MC 5501 and Zoom (email compmath@uwaterloo.ca for Zoom link)
Speaker
Jun Liu | University of Waterloo
Title
Convergence Properties of Stochastic Gradient Methods
Abstract
The optimization of deep learning models heavily relies on stochastic gradient descent (SGD) and its variants. This talk will focus on examining the convergence properties of SGD and gradient descent methods in general. We aim to bridge the gap between the convergence analysis found in the literature, which is usually expressed in terms of expectations, and practical implementations of SGD, which require instantiations of the algorithm to converge.
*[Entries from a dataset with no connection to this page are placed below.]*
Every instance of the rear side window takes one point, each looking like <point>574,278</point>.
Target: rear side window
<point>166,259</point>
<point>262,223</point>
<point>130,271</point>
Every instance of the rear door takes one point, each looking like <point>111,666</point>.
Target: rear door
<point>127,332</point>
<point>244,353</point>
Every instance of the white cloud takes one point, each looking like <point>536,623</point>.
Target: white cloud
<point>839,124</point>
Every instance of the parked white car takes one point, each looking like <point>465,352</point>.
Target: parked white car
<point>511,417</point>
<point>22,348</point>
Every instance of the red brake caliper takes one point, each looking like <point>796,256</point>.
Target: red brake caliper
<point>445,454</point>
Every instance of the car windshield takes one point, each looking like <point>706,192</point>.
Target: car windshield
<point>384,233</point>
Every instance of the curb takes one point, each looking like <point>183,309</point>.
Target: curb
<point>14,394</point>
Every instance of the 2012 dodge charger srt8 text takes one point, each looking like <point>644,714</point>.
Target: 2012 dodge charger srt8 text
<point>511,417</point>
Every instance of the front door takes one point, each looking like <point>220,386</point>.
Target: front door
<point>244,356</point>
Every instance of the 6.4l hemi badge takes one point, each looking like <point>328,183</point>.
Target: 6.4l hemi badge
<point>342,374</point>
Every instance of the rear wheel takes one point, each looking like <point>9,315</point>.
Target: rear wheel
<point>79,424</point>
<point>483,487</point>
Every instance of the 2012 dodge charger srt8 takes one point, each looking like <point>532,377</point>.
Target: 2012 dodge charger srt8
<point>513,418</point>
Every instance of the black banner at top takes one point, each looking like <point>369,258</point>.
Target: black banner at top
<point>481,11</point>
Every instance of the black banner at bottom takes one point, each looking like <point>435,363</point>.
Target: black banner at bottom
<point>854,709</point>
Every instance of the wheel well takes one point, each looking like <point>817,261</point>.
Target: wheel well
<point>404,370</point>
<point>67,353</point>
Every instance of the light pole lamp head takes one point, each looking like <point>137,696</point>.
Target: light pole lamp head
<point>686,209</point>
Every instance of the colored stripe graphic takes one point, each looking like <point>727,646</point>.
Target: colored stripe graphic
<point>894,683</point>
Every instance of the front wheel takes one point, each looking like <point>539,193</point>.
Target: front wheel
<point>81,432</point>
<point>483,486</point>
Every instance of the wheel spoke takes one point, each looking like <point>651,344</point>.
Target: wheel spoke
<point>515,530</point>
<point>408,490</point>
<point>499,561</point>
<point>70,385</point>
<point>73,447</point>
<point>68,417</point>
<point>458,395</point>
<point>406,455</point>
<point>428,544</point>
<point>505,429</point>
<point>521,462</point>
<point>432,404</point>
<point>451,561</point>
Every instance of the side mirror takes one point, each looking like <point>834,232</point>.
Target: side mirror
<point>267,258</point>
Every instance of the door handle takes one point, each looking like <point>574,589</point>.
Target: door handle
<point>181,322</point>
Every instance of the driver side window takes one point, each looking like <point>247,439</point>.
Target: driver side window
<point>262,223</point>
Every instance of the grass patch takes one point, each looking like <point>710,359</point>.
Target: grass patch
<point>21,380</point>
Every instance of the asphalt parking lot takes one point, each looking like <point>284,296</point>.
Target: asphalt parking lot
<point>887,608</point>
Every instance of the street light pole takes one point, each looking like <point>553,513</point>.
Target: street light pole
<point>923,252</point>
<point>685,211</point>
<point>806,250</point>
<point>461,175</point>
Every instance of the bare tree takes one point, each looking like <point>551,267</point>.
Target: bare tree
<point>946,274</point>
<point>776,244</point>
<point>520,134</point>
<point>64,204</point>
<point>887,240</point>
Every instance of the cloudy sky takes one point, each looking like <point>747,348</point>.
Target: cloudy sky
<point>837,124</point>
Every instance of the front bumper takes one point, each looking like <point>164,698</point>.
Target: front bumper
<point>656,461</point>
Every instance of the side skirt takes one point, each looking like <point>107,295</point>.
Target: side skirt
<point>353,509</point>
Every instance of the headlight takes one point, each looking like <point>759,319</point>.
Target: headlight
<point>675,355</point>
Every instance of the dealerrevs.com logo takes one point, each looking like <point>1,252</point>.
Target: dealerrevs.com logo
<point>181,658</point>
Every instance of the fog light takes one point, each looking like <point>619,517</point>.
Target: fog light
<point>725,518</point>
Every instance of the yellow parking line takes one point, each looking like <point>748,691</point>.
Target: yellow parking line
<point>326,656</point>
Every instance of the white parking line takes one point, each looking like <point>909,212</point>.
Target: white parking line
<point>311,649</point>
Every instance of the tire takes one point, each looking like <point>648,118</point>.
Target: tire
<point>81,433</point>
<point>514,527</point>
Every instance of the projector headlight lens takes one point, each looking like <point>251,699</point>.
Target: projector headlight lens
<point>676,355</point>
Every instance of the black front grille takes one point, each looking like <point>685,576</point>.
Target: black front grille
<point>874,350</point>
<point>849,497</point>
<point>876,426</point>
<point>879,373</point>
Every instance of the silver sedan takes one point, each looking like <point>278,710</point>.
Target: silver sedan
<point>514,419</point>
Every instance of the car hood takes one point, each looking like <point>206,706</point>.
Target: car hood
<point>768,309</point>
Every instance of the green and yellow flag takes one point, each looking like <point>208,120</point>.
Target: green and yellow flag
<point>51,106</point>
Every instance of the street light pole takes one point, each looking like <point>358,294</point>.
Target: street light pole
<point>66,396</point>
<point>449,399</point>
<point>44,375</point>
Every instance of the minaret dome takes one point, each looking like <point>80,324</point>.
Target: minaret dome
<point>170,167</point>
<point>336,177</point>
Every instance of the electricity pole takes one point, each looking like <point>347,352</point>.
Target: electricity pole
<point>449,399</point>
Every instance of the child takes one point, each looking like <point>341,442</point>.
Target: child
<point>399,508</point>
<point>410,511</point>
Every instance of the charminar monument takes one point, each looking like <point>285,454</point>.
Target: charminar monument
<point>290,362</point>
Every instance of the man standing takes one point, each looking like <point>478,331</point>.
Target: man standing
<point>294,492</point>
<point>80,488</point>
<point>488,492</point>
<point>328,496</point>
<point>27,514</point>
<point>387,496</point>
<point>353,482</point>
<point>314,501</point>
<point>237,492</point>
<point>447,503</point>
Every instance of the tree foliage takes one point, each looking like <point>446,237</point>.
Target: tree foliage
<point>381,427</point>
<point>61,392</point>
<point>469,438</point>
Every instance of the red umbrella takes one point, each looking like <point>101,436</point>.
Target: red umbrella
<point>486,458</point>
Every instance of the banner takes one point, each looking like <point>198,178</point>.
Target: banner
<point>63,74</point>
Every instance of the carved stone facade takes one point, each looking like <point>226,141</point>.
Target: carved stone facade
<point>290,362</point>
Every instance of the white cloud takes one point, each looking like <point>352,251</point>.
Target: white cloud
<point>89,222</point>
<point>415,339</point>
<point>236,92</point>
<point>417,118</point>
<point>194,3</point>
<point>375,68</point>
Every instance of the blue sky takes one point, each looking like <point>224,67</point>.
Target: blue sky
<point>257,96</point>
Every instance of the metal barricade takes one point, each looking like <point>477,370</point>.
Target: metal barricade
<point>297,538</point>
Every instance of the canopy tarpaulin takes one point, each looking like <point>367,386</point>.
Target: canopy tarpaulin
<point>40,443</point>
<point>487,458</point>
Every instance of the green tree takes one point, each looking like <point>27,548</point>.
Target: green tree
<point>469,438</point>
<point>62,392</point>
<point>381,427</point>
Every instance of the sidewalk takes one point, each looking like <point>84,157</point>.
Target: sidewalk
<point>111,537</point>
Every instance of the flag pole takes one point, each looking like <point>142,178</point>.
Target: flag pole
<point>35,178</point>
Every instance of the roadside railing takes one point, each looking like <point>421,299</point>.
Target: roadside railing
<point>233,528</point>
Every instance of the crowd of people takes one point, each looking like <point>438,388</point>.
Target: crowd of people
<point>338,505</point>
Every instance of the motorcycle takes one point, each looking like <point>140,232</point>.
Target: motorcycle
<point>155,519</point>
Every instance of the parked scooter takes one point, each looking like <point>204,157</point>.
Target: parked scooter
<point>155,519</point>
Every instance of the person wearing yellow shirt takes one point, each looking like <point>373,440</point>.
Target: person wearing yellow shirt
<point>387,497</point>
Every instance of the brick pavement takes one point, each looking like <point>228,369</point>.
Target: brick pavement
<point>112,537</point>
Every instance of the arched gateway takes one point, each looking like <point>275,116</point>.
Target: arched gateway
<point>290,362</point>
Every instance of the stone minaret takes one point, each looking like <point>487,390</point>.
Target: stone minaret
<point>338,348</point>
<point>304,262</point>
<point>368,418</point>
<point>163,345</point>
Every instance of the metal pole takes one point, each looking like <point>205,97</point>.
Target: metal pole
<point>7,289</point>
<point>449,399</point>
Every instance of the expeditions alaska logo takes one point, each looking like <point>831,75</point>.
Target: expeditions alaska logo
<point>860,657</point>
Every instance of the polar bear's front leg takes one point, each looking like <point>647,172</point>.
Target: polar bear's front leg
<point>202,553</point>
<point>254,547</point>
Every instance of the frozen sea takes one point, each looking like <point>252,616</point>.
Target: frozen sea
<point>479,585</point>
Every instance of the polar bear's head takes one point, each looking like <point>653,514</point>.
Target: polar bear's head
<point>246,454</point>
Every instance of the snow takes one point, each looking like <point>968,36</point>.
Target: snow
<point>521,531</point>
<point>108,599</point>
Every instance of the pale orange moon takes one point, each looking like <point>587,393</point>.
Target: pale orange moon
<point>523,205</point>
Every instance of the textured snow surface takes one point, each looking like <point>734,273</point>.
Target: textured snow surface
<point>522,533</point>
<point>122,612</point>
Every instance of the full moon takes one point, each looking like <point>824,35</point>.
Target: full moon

We will demonstrate how the classical supermartingale convergence theorems of Robbins and Monro for stochastic approximation can be adapted to achieve almost sure convergence rates analysis for SGD and its variants, including the standard SGD, SGD with momentum (Polyak's heavyball), and Nesterov's accelerated gradient method. We will also show how Lyapunov and probabilistic arguments can be used to guarantee almost sure escape from strict saddle manifolds, bypassing the usual boundedness assumptions on gradients in prior work.
In addition, we will discuss the benefits of incorporating non-smooth gradient flows in the optimization process, leading to improved performance on benchmark neural network learning problems when compared to current gradient descent methods.